Saltus had finished his task and was removing film from the copying camera. He had left the newspapers flung over the bench in disarray.

Chaney gathered them up into an orderly pile. When he had finished the housekeeping chore, a right-side-up headline said: JCS DENIED BAIL.

“Who is JCS? What did he do?”

Saltus stared in disbelief. “Damn it, civilian, didn’t you do anything out there?”

“I didn’t bother with the papers.”

Incredulously: “What the hell — are you blind? Why do you think the cops were patrolling the town? Why do you think the state guards were riding shotgun?”

“Well — because of that Chicago business. The wall.”

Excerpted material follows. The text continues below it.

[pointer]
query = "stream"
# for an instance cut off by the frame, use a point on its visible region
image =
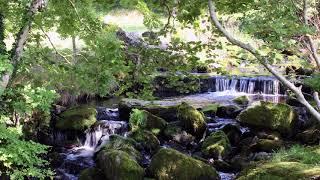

“Bigod!” Arthur Saltus stalked across the room to face him, suddenly impatient with his naiveté. “No offense, mister, but sometimes I think you never left that ivory tower, that cloud bank in Indiana. You don’t seem to know what’s going on in the world — you’ve got your nose buried too deep in those damned old tables. Shape up, Chaney! Shape up before you get washed out.” He jabbed a long index finger at the newspapers stacked on the bench. “This country is under martial law. JCS is the Joint Chiefs of Staff. General Grinnell, General Brandon, Admiral Elstar, the top dogs. They tried to pull a fast one but got caught, they — that French word.”

“Which French word?”

“For take-over.”

Chaney was stunned. “Coup.”

That’s the word. Coup. They marched into the White House to arrest the President and the Vice President, they tried to take over the government at gun point. Our own government, mister! You hear about that sort of thing down in South America all the time, but now, right here in our country!” Saltus stopped talking and made a visible effort to control himself. After a moment he said again: “No offense, mister. I lost my temper.”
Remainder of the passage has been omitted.